Entah ada semangat apa waktu itu hingga saya bersedia
menempuh perjalanan hampir dua jam hanya untuk foto dengan tema anak-anak. Saya
pun tidak mempersiapkan peralatan khusus jika dikatakan ingin photo-shoot. Saya
hanya membawa kamera saku. Tiga kali datang di siang hari, dalam
beberapa jam saya ikut kegiatan mereka.
Saya berkenalan dengan beberapa guru yang waktu itu
keseluruhan adalah perempuan. Saya pun mencoba berbincang dengan anak-anak usia
TK yang belajar di sana. Kesahajaan. Itulah atmosfir yang saya hirup dari
suasana disana. Di garasi rumah Ibu Siska, mereka menjalankan kegiatan
belajar-mengajar. Large classroom in small space. Mungkin itu ungkapan tepat. Alat-alat
tulis, krayon, kertas, poster berhitung, gambar-gambar hewan, rak-rak buku,
terbilang lengkap mengajak anak-anak menggambar, mewarnai, mengenal huruf dan
angka, dan semua hal yang mendukung kegiatan bermain sambil belajar. Tidak cuma
di kelas, anak-anak pun diajak menonton film DVD tentang edukasi dan belajar shalat. Sungguh, mereka ini adalah
anak-anak yang manis. Di balik kepolosan mereka, tersimpan bekal harapan besar
orang tua mereka supaya mereka tidak juga mengalami hidup prihatin. Oh iya, mereka juga
melakukan sebagian kegiatan kelas di teras rumah tetangga Ibu Siska yang
bersedia dipakai sebagai tempat belajar anak-anak batutis. Ah, lagi-lagi
indahnya berbagi...
Bicara tentang langkah mulia yang Ibu Siska ambil tak
akan ada habisnya. Beliau punya keinginan kuat untuk mengembangkan Batutis
Al-Ilmi. Terlihat dari progres yang beliau buat dengan mengikuti
pelatihan-pelatihan metode pendidikan dan terus mengembangkan sarananya. Then, I
got the message. Jika seseorang betul-betul ikhtiar mewujudkan impiannya, entah
bagaimana semesta ikut membantunya mencapai impian itu. Beliau tak hanya
seorang guru, tapi seorang pembelajar. TK Batutis sebagai sekolah unggulan bagi dhuafa juga sudah dipublikasikan beberapa media massa.

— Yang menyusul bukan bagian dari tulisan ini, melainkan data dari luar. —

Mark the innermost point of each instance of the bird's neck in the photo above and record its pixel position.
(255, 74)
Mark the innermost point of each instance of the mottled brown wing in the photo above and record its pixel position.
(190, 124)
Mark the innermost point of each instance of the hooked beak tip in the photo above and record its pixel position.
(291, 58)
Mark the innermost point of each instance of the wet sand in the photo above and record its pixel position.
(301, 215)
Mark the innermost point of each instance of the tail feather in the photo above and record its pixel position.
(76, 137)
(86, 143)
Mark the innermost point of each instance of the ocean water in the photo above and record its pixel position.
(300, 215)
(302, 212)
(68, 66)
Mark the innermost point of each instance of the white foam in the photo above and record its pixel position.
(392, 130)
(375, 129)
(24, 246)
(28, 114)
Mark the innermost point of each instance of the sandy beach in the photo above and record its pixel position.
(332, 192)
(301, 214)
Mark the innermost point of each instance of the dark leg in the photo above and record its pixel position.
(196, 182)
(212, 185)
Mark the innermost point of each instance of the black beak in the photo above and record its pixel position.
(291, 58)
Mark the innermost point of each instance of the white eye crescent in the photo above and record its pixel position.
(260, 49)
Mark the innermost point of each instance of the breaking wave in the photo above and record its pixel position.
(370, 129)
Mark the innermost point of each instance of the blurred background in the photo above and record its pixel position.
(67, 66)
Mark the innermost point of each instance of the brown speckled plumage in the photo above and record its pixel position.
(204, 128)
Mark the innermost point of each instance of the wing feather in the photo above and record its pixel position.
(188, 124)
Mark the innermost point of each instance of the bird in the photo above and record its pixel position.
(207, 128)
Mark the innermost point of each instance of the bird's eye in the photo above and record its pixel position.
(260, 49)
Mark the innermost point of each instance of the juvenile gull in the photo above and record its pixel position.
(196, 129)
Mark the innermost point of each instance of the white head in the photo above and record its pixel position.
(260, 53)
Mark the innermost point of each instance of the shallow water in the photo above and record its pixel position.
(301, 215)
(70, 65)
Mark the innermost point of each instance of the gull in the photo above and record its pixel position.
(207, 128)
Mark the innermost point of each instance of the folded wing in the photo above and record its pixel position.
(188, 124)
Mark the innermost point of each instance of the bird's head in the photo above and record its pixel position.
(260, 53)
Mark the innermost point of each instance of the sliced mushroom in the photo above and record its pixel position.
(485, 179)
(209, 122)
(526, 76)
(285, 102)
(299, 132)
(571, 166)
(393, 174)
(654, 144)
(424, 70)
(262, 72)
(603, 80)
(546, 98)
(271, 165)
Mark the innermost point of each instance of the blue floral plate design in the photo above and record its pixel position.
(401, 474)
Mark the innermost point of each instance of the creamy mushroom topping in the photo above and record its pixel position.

Tapi, ulasan saya ini bukan memuja Ibu Siska dan TK
Batutisnya. Saya hanya terharu dan amazed ternyata semangat seorang guru bisa
begitu besarnya. Saya tahu ada banyak guru-guru luar biasa lain yang mempunyai
kualitas unggul dan turut berkontribusi terhadap dunia pendidikan di Indonesia.
Saya ingin bertemu dengan guru-guru lain yang menciptakan atmosfir baru, yang
bisa menggugah semangat anak-anak didiknya untuk memiliki harapan. Dan saya pun
bisa belajar dari bapak dan ibu guru ini. Seorang guru dihormati, karena ia
mampu menunjukkan kepada anak didiknya bahwa ia memiliki pengetahuan luas dan
pikiran serta hati yang terbuka. Menjadi role-model bagi siswa-siswinya. Ini
menjadi tabungan pengetahuan dan pengalaman saya untuk menjadi orang tua kelak.
Orang tua yang tidak hanya memberi komando, tapi juga mengajak anaknya
bergandengan melihat dunia seperti seorang teman. Hmmm, ingin rasanya main ke Batutis lagi.
Lantas, bagaimana dengan misi penyelesaian tugas akhir kuliah
fotografi jurnalistik saya? Well, mission accomplished! Waktu itu, dengan penuh
percaya diri saya menyerahkan esai foto TK Batutis ini kepada dosen. Hasilnya?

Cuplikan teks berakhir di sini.